Ранние новеллы [Frühe Erzählungen] (Манн) - страница 22

Воля к счастью

Перевод Е. Шукшиной


Старый Гофман нажил состояние на плантациях в Южной Америке. Там он женился на знатной местной уроженке и вскоре перебрался с ней в Северную Германию, на родину. Они жили в нашем городе, как и вся его родня. Здесь Паоло и родился.

Родителей, кстати сказать, я знал не очень хорошо. В любом случае Паоло пошел в мать. Когда я впервые увидел его, то есть когда отцы первый раз привели нас в школу, это был худенький парнишка с желтоватым цветом лица. Ясно вижу его перед собой. Черные волосы он носил тогда длинными, и они в беспорядке спадали на воротник матросского костюмчика, обрамляя узкое личико.

Поскольку нам обоим жилось дома очень неплохо, мы меньше всего на свете готовы были примириться с новым окружением, пустой классной комнатой и особенно рыжебородым потрепанным человеком, вознамерившимся обучить нас азам. Я с плачем вцепился в сюртук собравшегося уходить отца, Паоло же держался совершенно пассивно. Он неподвижно стоял у стены, сжав узкие губы и большими, полными слез глазами глядя на остальную подающую надежды поросль — толкавшуюся и от нечего делать ухмылявшуюся.

В таком окружении личинок нас сразу потянуло друг к другу, и мы обрадовались, когда рыжебородый педагог разрешил нам сесть рядом.
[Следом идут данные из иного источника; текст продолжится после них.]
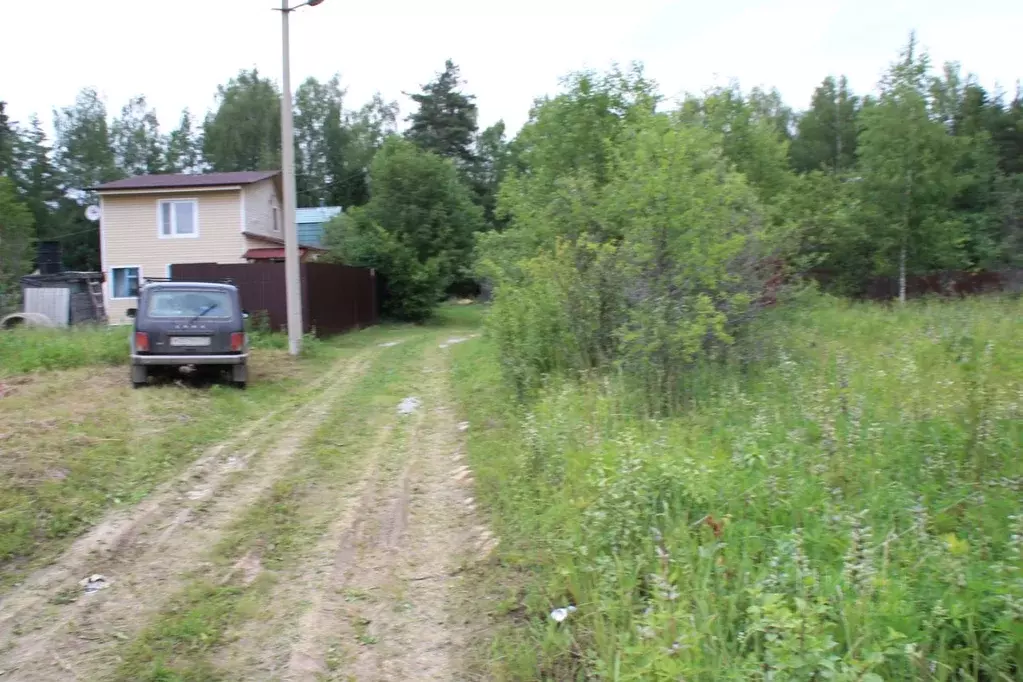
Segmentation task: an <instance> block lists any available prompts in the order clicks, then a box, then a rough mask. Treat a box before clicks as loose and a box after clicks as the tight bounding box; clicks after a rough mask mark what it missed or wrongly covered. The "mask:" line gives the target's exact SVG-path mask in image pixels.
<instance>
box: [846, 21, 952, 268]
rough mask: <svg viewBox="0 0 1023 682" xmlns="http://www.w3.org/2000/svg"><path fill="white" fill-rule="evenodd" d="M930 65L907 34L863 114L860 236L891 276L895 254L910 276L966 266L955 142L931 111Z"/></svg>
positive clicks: (861, 173) (883, 266)
mask: <svg viewBox="0 0 1023 682" xmlns="http://www.w3.org/2000/svg"><path fill="white" fill-rule="evenodd" d="M927 70H928V58H927V55H926V54H925V55H920V54H918V53H917V52H916V44H915V42H914V41H913V39H910V42H909V45H908V46H907V47H906V49H905V51H904V52H903V53H902V56H901V58H900V61H898V62H896V63H895V64H893V65H892V67H891V71H890V72H889V73H888V75H887V76H886V77H885V80H884V81H883V83H882V85H881V95H880V97H879V98H878V100H877V101H875V102H872V103H871V104H870V105H868V106H864V107H863V110H862V112H861V115H860V121H861V123H862V126H863V129H862V133H861V134H860V138H859V146H858V153H859V167H860V172H861V174H862V176H863V203H862V207H863V210H864V211H863V214H864V215H863V219H864V220H865V222H866V232H865V235H864V236H865V238H866V239H868V240H869V241H870V242H871V244H872V245H873V247H874V258H875V262H876V264H877V271H878V272H881V273H883V274H892V273H894V272H895V271H896V268H897V264H898V262H899V259H900V258H904V261H905V271H906V272H909V273H916V272H927V271H929V270H932V269H941V268H957V267H960V266H962V265H964V257H963V230H962V226H961V224H960V223H959V219H958V217H957V216H954V215H952V214H951V213H950V211H949V210H950V208H951V207H950V202H951V197H952V195H953V190H954V183H955V176H954V173H953V166H954V163H955V148H954V140H953V139H952V138H951V137H950V136H949V135H948V134H947V132H946V129H945V127H944V126H943V125H942V124H941V122H940V121H937V120H935V118H934V117H933V116H932V102H931V101H930V100H929V98H928V93H927V86H928V83H927Z"/></svg>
Отныне мы держались вместе, сообща закладывая основы образования и ежедневно выторговывая друг у друга принесенные завтраки.
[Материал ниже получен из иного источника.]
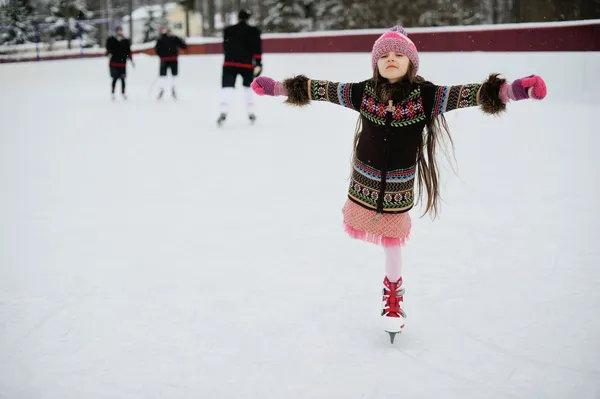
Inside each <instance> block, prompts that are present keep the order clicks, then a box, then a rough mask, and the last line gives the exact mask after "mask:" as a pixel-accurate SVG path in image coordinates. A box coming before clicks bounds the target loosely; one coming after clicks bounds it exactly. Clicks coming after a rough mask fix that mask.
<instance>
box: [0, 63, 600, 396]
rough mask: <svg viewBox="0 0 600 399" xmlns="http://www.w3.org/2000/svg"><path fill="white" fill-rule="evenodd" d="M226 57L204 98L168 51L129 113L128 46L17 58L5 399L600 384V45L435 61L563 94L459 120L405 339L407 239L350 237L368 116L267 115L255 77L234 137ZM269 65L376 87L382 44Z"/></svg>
mask: <svg viewBox="0 0 600 399" xmlns="http://www.w3.org/2000/svg"><path fill="white" fill-rule="evenodd" d="M221 62H222V57H221V56H187V57H183V58H182V59H181V61H180V64H181V65H180V71H181V76H180V78H179V82H178V84H179V87H180V90H179V92H180V93H179V94H180V100H179V101H178V102H175V101H172V100H171V99H170V98H166V99H164V100H163V101H162V102H157V101H156V100H154V99H153V98H152V97H150V96H149V89H150V88H151V85H152V82H153V81H154V79H155V78H156V75H157V72H158V63H157V60H156V58H153V57H149V56H142V55H140V56H138V57H137V59H136V69H132V68H130V69H128V74H129V78H128V85H129V86H128V87H129V89H128V92H129V96H130V99H129V100H128V101H127V102H126V103H124V102H123V101H121V100H118V101H116V102H115V103H112V102H111V101H110V100H109V78H108V66H107V60H105V59H82V60H73V61H48V62H44V63H26V64H6V65H2V66H1V67H0V68H2V73H1V74H0V84H1V86H2V88H3V95H2V97H1V98H2V100H1V103H0V105H1V108H2V110H3V129H2V131H1V133H0V186H1V187H2V196H0V221H1V222H0V265H1V266H2V267H0V359H1V360H0V398H10V399H29V398H62V399H71V398H72V399H80V398H86V399H105V398H127V399H135V398H143V399H153V398H170V399H177V398H190V397H197V398H234V397H235V398H283V397H285V398H307V397H310V398H437V397H443V398H460V399H469V398H477V399H505V398H522V399H530V398H545V399H553V398H565V397H570V398H579V399H592V398H598V397H599V395H600V383H599V381H600V356H598V354H599V353H600V341H598V339H597V337H598V335H599V334H600V322H599V321H598V318H597V316H596V314H595V310H596V309H597V308H598V306H599V305H600V291H599V290H598V289H597V287H598V285H599V284H600V271H599V269H598V267H597V265H598V258H599V256H600V250H599V249H598V246H597V245H596V241H597V239H598V237H599V236H600V220H599V217H598V210H597V203H598V200H597V195H598V194H599V187H598V183H597V182H598V181H599V180H600V160H599V158H598V156H597V148H598V147H599V145H600V136H599V135H598V134H597V129H596V125H597V123H596V120H597V110H598V106H599V103H600V100H599V99H598V97H597V95H595V93H598V90H600V83H599V82H598V80H597V79H595V78H594V75H593V73H595V71H598V69H599V67H600V54H598V53H569V54H560V53H527V54H520V53H514V54H503V53H493V54H484V53H460V54H448V53H444V54H436V53H424V54H421V69H420V72H421V74H422V75H423V76H425V77H426V78H428V79H430V80H433V81H435V82H437V83H444V84H459V83H467V82H473V81H481V80H483V79H484V78H485V77H486V76H487V75H488V74H489V73H490V72H494V71H499V72H502V73H503V74H504V75H505V76H506V77H508V78H509V79H514V78H517V77H521V76H526V75H529V74H531V73H537V74H540V75H541V76H543V77H544V78H545V79H546V81H547V84H548V90H549V91H548V93H549V94H548V97H547V99H546V100H544V101H542V102H534V101H524V102H519V103H513V104H510V105H509V107H508V112H507V113H506V114H504V115H503V116H502V117H500V118H495V117H489V116H485V115H483V114H482V113H481V112H479V111H478V110H476V109H468V110H461V111H455V112H451V113H449V114H448V115H447V117H448V121H449V123H450V127H451V129H452V133H453V138H454V144H455V147H456V154H455V155H456V160H457V173H456V174H455V173H453V172H451V171H450V170H449V169H448V168H447V167H445V169H444V171H443V186H442V194H443V197H444V200H445V202H444V204H443V208H442V214H441V216H440V218H439V219H436V220H435V221H432V220H430V219H429V218H427V217H426V218H419V215H420V210H421V209H420V208H416V209H414V210H413V211H412V213H411V214H412V217H413V231H412V235H411V239H410V240H409V242H408V244H407V246H406V248H405V250H404V278H405V284H406V289H407V293H406V296H405V300H406V312H407V314H408V320H407V327H406V330H405V332H404V333H403V334H402V336H400V337H398V338H397V339H396V343H395V344H394V345H390V343H389V340H388V337H387V335H386V334H385V333H384V332H383V331H382V330H381V328H380V325H379V321H380V320H379V306H380V299H381V297H380V284H381V281H382V279H383V270H384V267H383V261H384V258H383V251H382V250H381V248H379V247H376V246H374V245H371V244H366V243H362V242H358V241H355V240H352V239H350V238H348V237H347V236H346V235H345V234H344V233H343V231H342V228H341V213H340V210H341V206H342V204H343V202H344V200H345V196H346V186H347V182H348V180H347V178H348V173H349V162H350V149H351V143H352V137H353V132H354V127H355V122H356V119H357V115H356V114H355V113H354V112H353V111H350V110H347V109H343V108H340V107H336V106H334V105H331V104H326V103H316V104H312V105H311V106H310V107H307V108H304V109H298V108H294V107H289V106H285V105H284V104H283V99H282V98H258V99H257V101H256V103H257V113H258V122H257V125H255V126H253V127H250V126H248V124H247V122H246V120H245V115H244V109H243V108H244V107H243V94H242V92H241V90H238V91H237V95H236V100H235V101H236V102H235V104H234V107H233V108H232V112H231V115H230V116H231V118H230V120H228V122H227V125H226V126H225V127H224V128H222V129H217V128H216V127H215V120H216V118H217V115H218V102H219V83H220V63H221ZM264 65H265V74H267V75H269V76H272V77H274V78H278V79H280V78H284V77H287V76H292V75H293V74H298V73H304V74H307V75H308V76H311V77H314V78H321V79H334V80H341V81H356V80H362V79H365V78H366V77H367V76H368V75H369V65H370V57H369V54H335V55H314V54H298V55H274V54H265V56H264ZM567 77H568V78H567ZM238 83H239V82H238ZM154 90H155V88H154ZM67 107H68V108H67Z"/></svg>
Помню, Паоло уже тогда был болезненным. Время от времени подолгу пропускал уроки, а когда появлялся снова, на висках и щеках у него отчетливее, чем обычно, проступали бледно-голубые прожилки, часто заметные именно у хрупких черноволосых людей. Он сохранил их навсегда; они первыми бросились мне в глаза здесь, во время нашей встречи в Мюнхене, да и после, в Риме.

Наша дружба, длившаяся все школьные годы, покоилась примерно на том же основании, на котором и возникла. Это был «пафос дистанции» по отношению к большей части одноклассников, знакомый всякому, кто в пятнадцать лет тайком почитывает Гейне, а в четвертом классе решительно выносит свой приговор миру и людям.
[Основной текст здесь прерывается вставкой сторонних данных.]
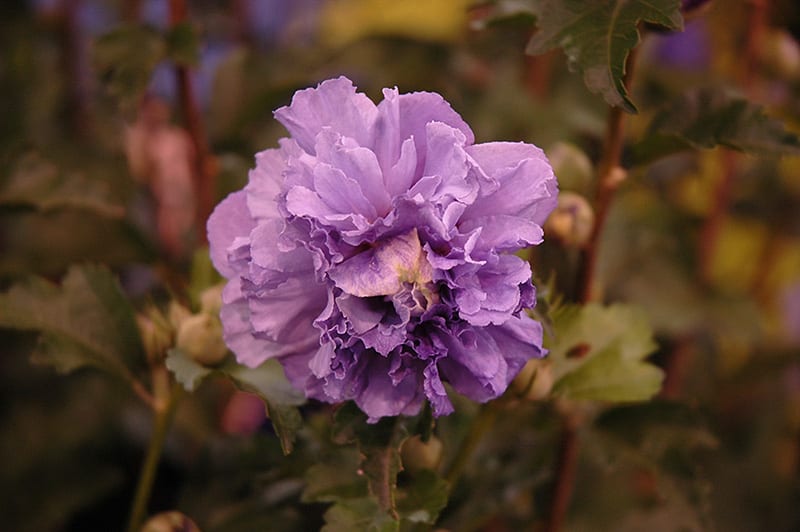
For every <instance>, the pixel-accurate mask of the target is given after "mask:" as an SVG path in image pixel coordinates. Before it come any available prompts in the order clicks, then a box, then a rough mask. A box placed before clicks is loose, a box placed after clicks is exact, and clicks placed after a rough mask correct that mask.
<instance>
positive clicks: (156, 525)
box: [141, 511, 200, 532]
mask: <svg viewBox="0 0 800 532" xmlns="http://www.w3.org/2000/svg"><path fill="white" fill-rule="evenodd" d="M141 532H200V528H199V527H198V526H197V525H196V524H195V522H194V521H192V520H191V519H189V518H188V517H187V516H186V515H184V514H182V513H180V512H176V511H172V512H161V513H160V514H156V515H154V516H153V517H151V518H150V519H148V520H147V522H146V523H145V524H144V525H143V526H142V529H141Z"/></svg>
Мы — думаю, нам было шестнадцать — совместно посещали уроки танцев и потому вместе пережили первую любовь.

Невысокую девушку, составившую с ним пару — светловолосое, веселое существо, — он почитал со скорбным пылом, замечательным для его возраста, иногда казавшимся мне прямо-таки жутким.

Особенно запомнился мне один урок танцев. Та девушка принесла два котильонных ордена другому юноше, а ему ни одного. Я наблюдал за ним со страхом. Он стоял возле меня, прислонившись к стене и неподвижно уставившись на свои лаковые туфли, и вдруг рухнул без сознания. Его отнесли домой, он проболел восемь дней. Тогда выяснилось — мне кажется, именно в этой связи, — что у него не самое здоровое сердце.